Path: utzoo!attcan!uunet!mcvax!ukc!strath-cs!glasgow!gilbert
From: gilbert@cs.glasgow.ac.uk (Gilbert Cockton)
Newsgroups: comp.ai
Subject: Bad AI: A Clarification
Message-ID: <1299@crete.cs.glasgow.ac.uk>
Date: 30 May 88 08:34:58 GMT
References: <1242@crete.cs.glasgow.ac.uk>
Reply-To: gilbert@cs.glasgow.ac.uk (Gilbert Cockton)
Organization: Comp Sci, Glasgow Univ, Scotland
Lines: 72

In article <1242@crete.cs.glasgow.ac.uk> gilbert@cs.glasgow.ac.uk (Gilbert Cockton) blurts:
>Mindless application of the computational paradigm to
>     a) problems which have not yielded to stronger methods
>     b) problems which no other paradigm has yet provided any understanding of.
This is poorly expressed and misleading.  Between "problems" and "which" insert
"concerning human existence".  As this stands, it looks like I want to withdraw
encouragement from ALL computer research.  Apologies to anyone who's taken this
seriously enough to follow-up, or was just annoyed (but you shouldn't be anyway)

Bad AI is research into human behaviour and reasoning, usually conducted by
mathematicians or computer scientists who are as well-qualified for the study
of humanity as is an archaeologist with a luminous watch for the study of
radiation (of course I understand radiation, I've got a luminous watch, 
haven't I? ;-))

AI research seems to fall into two groups:
	a) machine intelligence;
	b) simulation of human behaviour.
No problem with a), apart from the use of the now vacuous term "intelligence",
which psychometricians have failed miserably to pin down.  No problem with b)
if the researcher has a command of the study of humanity, hence the
respectability of computational modelling in psychology.  Also, mathematicians
and computer scientists have no handicaps, and many advantages when the human 
behaviour in b) is equation solving, symbolic mathematics, theorem proving and
configuring VAXES.  They are domain experts here.  Problems only arise when they
confuse their excellent and most ingenious programs with human reasoning.

   1) because maths and logic has little to do with normal everyday reasoning
      (i.e. most reasoning is not consciously mathematical, symbolic, 
      denotational, driven by inference rules).  Maths procedures are not
      equivalent to any human reasoning.  There is an overlap, but it's small
   
2)    because they have no training in the difficulties involved in studying
      human behaviour, unlike professional psychologists, sociologists,
      political scientists and economists.  At best, they are informed amateurs,
      and it is sad that their research is funded when research in established
      disciplines is not.  Explaining this political phenomena requires a simple
      appeal to the hype of "pure" AI and the gullibility of its sponsors, as
      well as to the honesty of established disciplines who know that coming to
      understand ourselves is difficult, fraught with methodological problems. 
      Hence the appeal of the boy scout enthusiasm of the LISP hacker.

So, the reason for not encouraging AI is twofold.  Firstly, any research which
does not address human reasoning directly is either pure computer science, or 
a domain application of computing.

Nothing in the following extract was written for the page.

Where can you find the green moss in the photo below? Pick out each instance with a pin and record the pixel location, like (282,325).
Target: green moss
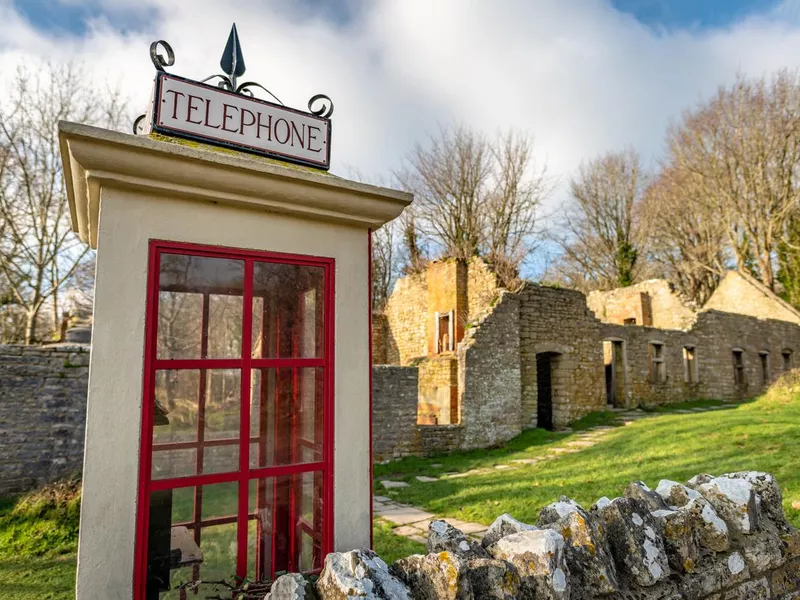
(231,152)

There is no need for a separate body of
research called AI (or cybernetics for that matter).  There are just
computational techniques.  Full stop.  It would be nice if they followed
good software engineering practices and structured development methods as
well.  Secondly, where research does address human reasoning directly, it
should be under the watchful eye of competent disciplines.  Neither mathematics
or computer science are competent disciplines.  Supporting "pure" AI research
by logic or LISP hackers makes as much sense as putting a group of historians,
anthropologists and linguists in charge of a fusion experiment.  The word is
"skill".  Research requires skill.  Research into humanity requires special
skills.  Computer scientists and mathematicians are not taught these skills.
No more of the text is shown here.